Johanna verschloss seinen Mund mit einem raschen Kuss. Dann verharrten sie wieder eng umschlungen, bis der Schlag der Kirchenglocke sie aus den Gedanken riss. Sie waren schon sehr lange von der Friesen-Jugend fort. Johanna wurde unruhig.

»Wir müssen zurück! Es könnte auffallen. Auch wenn ich lieber noch ewig mit dir hier sitzen möchte.«

»Du hast recht, lass uns gehen. Aber wir sehen uns ganz bald wieder.« Rolf erhob sich seufzend und zog Johanna ebenfalls hoch. Er drückte sie noch einmal. »Denk drüber nach, Hanna!«

Dann gingen sie zurück zum Schulgebäude, als hätten sie nur einen kleinen Spaziergang gemacht. Sie mischten sich unter die anderen der Friesen-Jugend und versuchten für den Rest des Nachmittags so zu tun, als wäre alles wie immer.

Kapitel 4

Johanna hatte sich schön gemacht, so wie ihre Eltern es von ihr verlangt hatten. Obwohl es heute warm war, wollte sie nicht dasselbe Kleid tragen, das sie gestern bei ihrem Treffen mit Rolf angehabt hatte. Dieses Kleid stand für Fröhlichkeit und Spaß, und beides verband sie mit dem Nordseehof nicht. Deshalb entschied Johanna sich für einen schlichten hellgrünen Rock und eine weiße Bluse, die ihre Arme bis zu den Handgelenken verdeckte. Sie hatte vorn eine Rüsche und wirkte »anständig«. Frisch gewaschen und gebügelt verströmte sie einen angenehmen Duft. Alles war so, wie ihre Eltern es von ihr erwarteten.

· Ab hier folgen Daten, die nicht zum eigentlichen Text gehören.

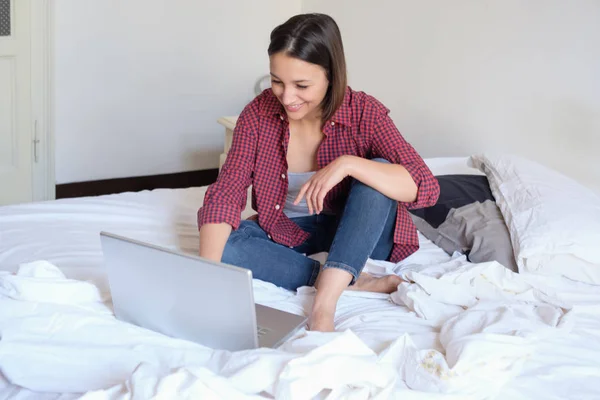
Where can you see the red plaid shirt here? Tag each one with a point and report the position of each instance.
(257, 157)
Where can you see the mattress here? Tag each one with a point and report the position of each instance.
(58, 347)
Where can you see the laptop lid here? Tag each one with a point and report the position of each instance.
(177, 295)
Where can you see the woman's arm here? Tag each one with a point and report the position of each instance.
(213, 238)
(392, 180)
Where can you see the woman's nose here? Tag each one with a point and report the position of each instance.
(288, 96)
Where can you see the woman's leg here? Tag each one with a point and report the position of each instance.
(250, 247)
(366, 229)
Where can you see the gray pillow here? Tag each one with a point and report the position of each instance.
(476, 229)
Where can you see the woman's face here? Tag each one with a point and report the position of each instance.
(300, 86)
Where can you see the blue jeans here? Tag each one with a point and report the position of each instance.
(365, 229)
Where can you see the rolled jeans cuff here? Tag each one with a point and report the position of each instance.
(345, 267)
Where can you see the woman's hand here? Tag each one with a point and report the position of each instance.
(317, 187)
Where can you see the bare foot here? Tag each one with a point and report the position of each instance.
(321, 321)
(369, 283)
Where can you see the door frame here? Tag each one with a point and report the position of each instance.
(42, 107)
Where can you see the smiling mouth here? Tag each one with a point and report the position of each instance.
(294, 107)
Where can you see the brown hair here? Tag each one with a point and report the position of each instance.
(315, 38)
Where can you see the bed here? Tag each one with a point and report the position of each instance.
(455, 330)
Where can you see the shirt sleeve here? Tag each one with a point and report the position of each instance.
(388, 143)
(225, 199)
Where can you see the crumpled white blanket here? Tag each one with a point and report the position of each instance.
(58, 335)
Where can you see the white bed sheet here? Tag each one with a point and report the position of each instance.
(565, 364)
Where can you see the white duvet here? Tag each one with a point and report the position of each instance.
(453, 330)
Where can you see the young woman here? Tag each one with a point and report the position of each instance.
(329, 172)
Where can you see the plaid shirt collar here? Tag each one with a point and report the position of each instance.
(343, 115)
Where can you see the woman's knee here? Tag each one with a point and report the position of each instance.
(369, 194)
(381, 160)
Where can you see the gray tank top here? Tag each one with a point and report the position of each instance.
(295, 182)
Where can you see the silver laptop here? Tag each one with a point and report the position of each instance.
(189, 297)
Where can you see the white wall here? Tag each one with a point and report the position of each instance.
(466, 76)
(139, 84)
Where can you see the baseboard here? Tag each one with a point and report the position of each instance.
(136, 184)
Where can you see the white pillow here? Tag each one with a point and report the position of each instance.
(554, 222)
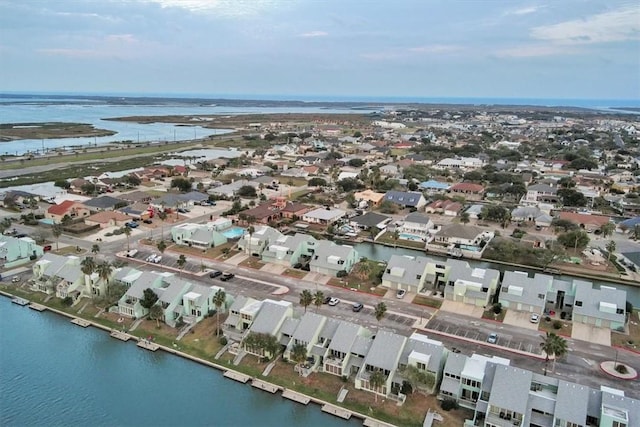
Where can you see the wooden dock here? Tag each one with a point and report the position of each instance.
(271, 388)
(148, 345)
(80, 322)
(296, 397)
(37, 307)
(122, 336)
(338, 412)
(237, 376)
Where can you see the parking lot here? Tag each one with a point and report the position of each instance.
(479, 331)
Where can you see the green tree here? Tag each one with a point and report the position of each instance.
(182, 260)
(219, 299)
(377, 379)
(318, 299)
(611, 248)
(306, 298)
(149, 298)
(380, 310)
(156, 313)
(299, 355)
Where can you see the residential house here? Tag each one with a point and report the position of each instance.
(255, 243)
(406, 199)
(475, 286)
(268, 321)
(324, 216)
(15, 251)
(523, 293)
(384, 356)
(69, 208)
(290, 250)
(201, 236)
(330, 258)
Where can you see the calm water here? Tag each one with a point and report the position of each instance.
(53, 373)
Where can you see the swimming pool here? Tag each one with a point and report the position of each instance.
(407, 236)
(233, 232)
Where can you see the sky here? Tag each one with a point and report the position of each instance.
(569, 49)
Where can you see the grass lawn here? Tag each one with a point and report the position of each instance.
(428, 301)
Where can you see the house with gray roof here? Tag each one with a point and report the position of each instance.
(406, 199)
(475, 286)
(290, 250)
(256, 242)
(523, 293)
(329, 258)
(405, 272)
(201, 236)
(604, 307)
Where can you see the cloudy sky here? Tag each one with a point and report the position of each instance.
(346, 48)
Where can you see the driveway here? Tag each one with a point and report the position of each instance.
(591, 334)
(462, 308)
(520, 319)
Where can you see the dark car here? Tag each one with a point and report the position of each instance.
(226, 276)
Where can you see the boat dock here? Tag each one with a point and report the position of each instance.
(20, 301)
(37, 307)
(264, 386)
(148, 345)
(237, 376)
(122, 336)
(80, 322)
(295, 396)
(337, 411)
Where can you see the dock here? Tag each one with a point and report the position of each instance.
(148, 345)
(80, 322)
(37, 307)
(338, 412)
(271, 388)
(237, 376)
(122, 336)
(20, 301)
(295, 396)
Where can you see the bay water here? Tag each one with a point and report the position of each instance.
(53, 373)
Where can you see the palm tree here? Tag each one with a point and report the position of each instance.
(57, 231)
(318, 299)
(219, 298)
(182, 260)
(306, 298)
(611, 248)
(299, 355)
(380, 310)
(127, 232)
(376, 380)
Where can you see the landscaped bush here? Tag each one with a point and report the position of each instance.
(448, 404)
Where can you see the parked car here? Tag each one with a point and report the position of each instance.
(226, 276)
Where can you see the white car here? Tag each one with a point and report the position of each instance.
(334, 301)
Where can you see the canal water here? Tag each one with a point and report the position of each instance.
(53, 373)
(383, 253)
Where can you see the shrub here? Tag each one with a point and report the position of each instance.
(621, 369)
(448, 404)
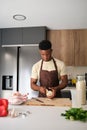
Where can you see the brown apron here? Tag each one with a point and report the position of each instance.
(49, 79)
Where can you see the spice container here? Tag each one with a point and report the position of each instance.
(81, 89)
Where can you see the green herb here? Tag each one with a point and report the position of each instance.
(75, 114)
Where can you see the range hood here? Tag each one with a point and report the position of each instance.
(26, 36)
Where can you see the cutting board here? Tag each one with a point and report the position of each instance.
(49, 102)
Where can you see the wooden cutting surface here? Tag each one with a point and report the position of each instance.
(49, 102)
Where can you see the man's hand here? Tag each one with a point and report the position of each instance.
(51, 93)
(42, 90)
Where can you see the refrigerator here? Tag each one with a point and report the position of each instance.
(16, 65)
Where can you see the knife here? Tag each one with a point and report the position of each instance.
(38, 100)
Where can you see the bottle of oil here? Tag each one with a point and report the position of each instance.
(81, 89)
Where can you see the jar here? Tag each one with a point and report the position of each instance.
(81, 89)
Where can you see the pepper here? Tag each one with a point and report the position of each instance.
(3, 107)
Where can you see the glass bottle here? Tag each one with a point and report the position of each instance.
(81, 89)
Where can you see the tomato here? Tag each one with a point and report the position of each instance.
(4, 102)
(3, 111)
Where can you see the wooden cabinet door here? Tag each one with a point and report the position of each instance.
(63, 45)
(80, 40)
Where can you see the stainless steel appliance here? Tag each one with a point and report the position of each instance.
(19, 64)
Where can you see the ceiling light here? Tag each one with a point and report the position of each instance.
(19, 17)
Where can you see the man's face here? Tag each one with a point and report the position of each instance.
(46, 54)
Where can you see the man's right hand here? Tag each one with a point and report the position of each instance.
(42, 90)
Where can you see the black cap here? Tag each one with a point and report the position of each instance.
(45, 45)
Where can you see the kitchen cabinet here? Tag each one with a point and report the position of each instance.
(23, 36)
(63, 45)
(33, 35)
(80, 43)
(69, 46)
(11, 36)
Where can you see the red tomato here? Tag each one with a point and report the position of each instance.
(3, 111)
(4, 102)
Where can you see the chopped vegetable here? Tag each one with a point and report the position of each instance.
(75, 114)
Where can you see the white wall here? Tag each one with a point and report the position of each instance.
(74, 71)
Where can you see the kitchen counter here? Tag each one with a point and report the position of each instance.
(40, 118)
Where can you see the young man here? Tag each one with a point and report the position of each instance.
(49, 71)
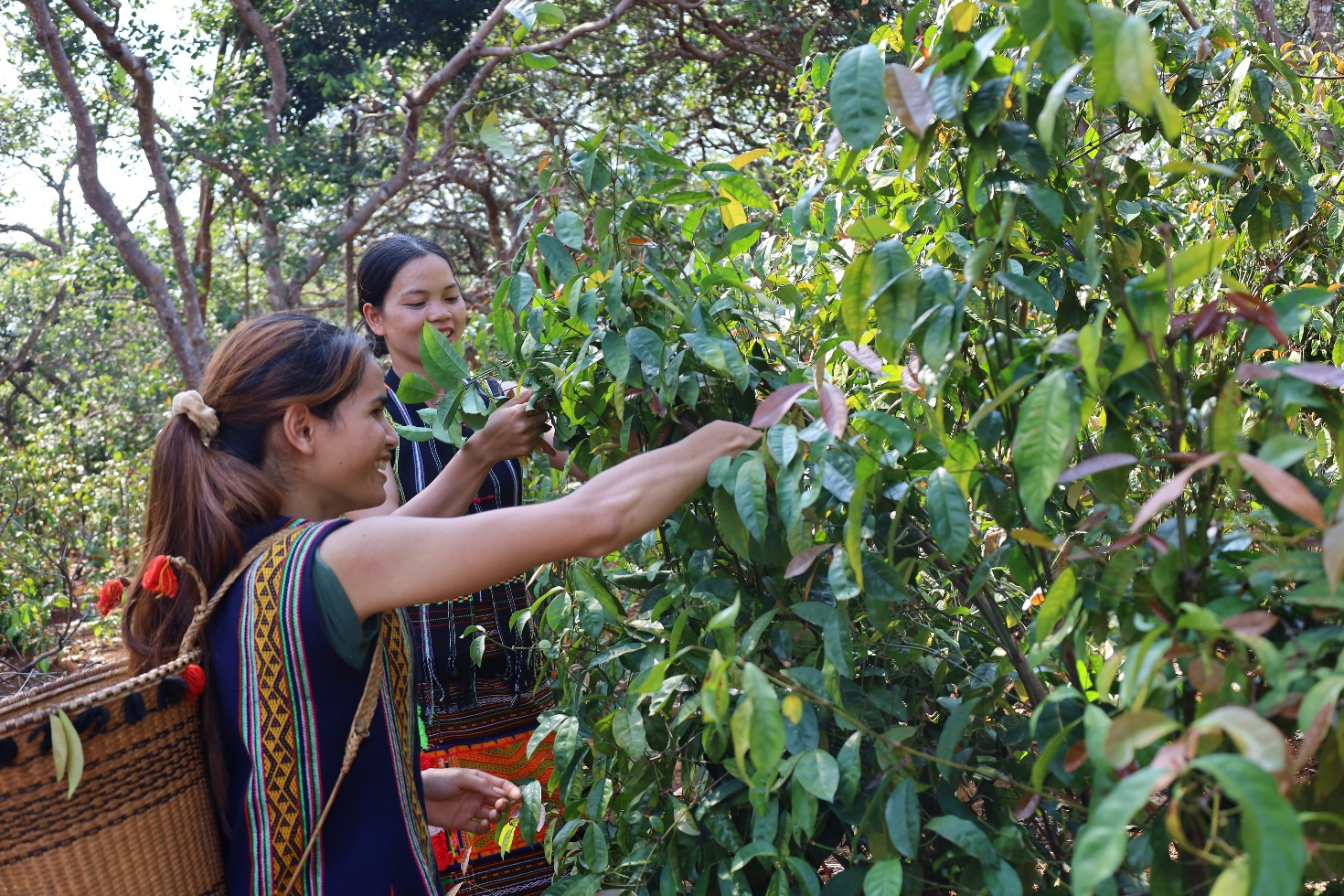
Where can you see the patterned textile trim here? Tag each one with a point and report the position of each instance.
(402, 735)
(506, 758)
(283, 797)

Johanna hatte die Haare zu ordentlichen Schnecken geflochten und ihre Zähne noch einmal gründlich gereinigt, damit sie nicht gleich zu Beginn gerügt wurde. Äußerlich war sie also sauber, aber innerlich fühlte Johanna sich schmutzig. Sie tat hier etwas furchtbar Falsches, nur hatte sie keine Idee, wie sie dem Wunsch ihrer Eltern entgegentreten sollte. Mit Rolf nach Amerika zu fliehen erschien ihr auch nach längerer Überlegung eine Spur zu waghalsig. Sie konnte nicht einfach alles zurücklassen und so tun, als gäbe es das Leben auf dem Eilershof nicht. Aber sie konnte auch nicht Ja sagen, sollte Eike sie tatsächlich gleich fragen. Es musste doch für alles einen anderen Weg geben! Nun, ihr würde hoffentlich noch etwas einfallen.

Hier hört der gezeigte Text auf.